United Airlines can't bring in enough revenue to cover its costs; still struggling with merger
United Airlines is the one U.S. carrier that can't seem to get its act together.
While all the other major airlines made money in the first quarter, United lost $609 million during the first three months of this year.
United attributed $200 million of its loss to the "historic severe" winter weather that impacted much of the U.S. this past winter. But by comparison, Delta Air Lines made $213 million in the same quarter while dealing with the same ice and snow storms.
Chicago-based United is still struggling to combine systems and see financial benefits following its 2010 merger with Continental Airlines. In the first quarter, its cost for each mile passengers flew rose 1 per cent but its related revenue fell 2 per cent. It simply isn't able to charge high enough airfares.
United lost $1.66 per share, worse than the $1.26 per share it lost during the same period last year. Excluding special items, the loss was $1.33 per share, barely beating the $1.35 loss expected by Wall Street analysts surveyed by FactSet.
United's revenue slipped 0.3 per cent to $8.7 billion, just short of the $8.71 billion Wall Street analysts had expected.

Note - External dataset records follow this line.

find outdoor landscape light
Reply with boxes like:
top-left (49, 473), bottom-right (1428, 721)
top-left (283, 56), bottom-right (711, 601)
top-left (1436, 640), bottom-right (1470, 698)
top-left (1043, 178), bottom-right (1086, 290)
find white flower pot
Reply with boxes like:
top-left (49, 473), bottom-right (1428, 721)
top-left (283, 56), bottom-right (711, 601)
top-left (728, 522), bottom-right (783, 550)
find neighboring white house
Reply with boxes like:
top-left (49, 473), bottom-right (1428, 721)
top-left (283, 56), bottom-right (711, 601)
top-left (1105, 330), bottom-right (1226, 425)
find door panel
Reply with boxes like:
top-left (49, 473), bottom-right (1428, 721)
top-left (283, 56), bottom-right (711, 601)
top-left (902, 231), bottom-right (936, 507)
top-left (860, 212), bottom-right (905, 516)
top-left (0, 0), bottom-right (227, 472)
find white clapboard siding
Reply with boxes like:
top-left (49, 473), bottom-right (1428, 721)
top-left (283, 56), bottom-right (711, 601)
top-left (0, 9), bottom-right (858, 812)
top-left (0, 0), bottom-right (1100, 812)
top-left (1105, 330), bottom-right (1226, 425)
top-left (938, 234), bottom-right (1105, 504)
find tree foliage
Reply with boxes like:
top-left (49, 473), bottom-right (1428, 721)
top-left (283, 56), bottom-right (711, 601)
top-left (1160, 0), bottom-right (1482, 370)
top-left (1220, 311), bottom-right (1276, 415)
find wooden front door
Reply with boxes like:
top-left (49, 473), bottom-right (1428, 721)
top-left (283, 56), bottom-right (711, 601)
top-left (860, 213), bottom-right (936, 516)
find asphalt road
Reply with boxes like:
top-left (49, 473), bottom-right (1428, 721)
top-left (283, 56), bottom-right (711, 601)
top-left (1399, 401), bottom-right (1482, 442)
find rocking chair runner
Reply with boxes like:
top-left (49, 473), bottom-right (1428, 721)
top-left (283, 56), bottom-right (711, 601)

The one bright spot for United was that it paid less for fuel: $3.18 a gallon, down from $3.28 during last year's first quarter. Considering that the airline used 916 million gallons during the period, that added up to $133 million in savings.
"While we are not pleased with our first-quarter financial results, we are building a strong foundation that will result in improved financial performance," John Rainey, chief financial officer for United Continental Holdings, Inc., said in a statement.
United also lost $21 million during the quarter due to an exchange rate loss in Venezuela. Approximately $100 million of the company's unrestricted cash balance was held as Venezuelan bolivars as of March 31, 2014. All international airlines flying there have struggled with a quickly devaluing currency and have billions of dollars tied up in bolivars that can't be quickly converted because of Venezuelan currency controls.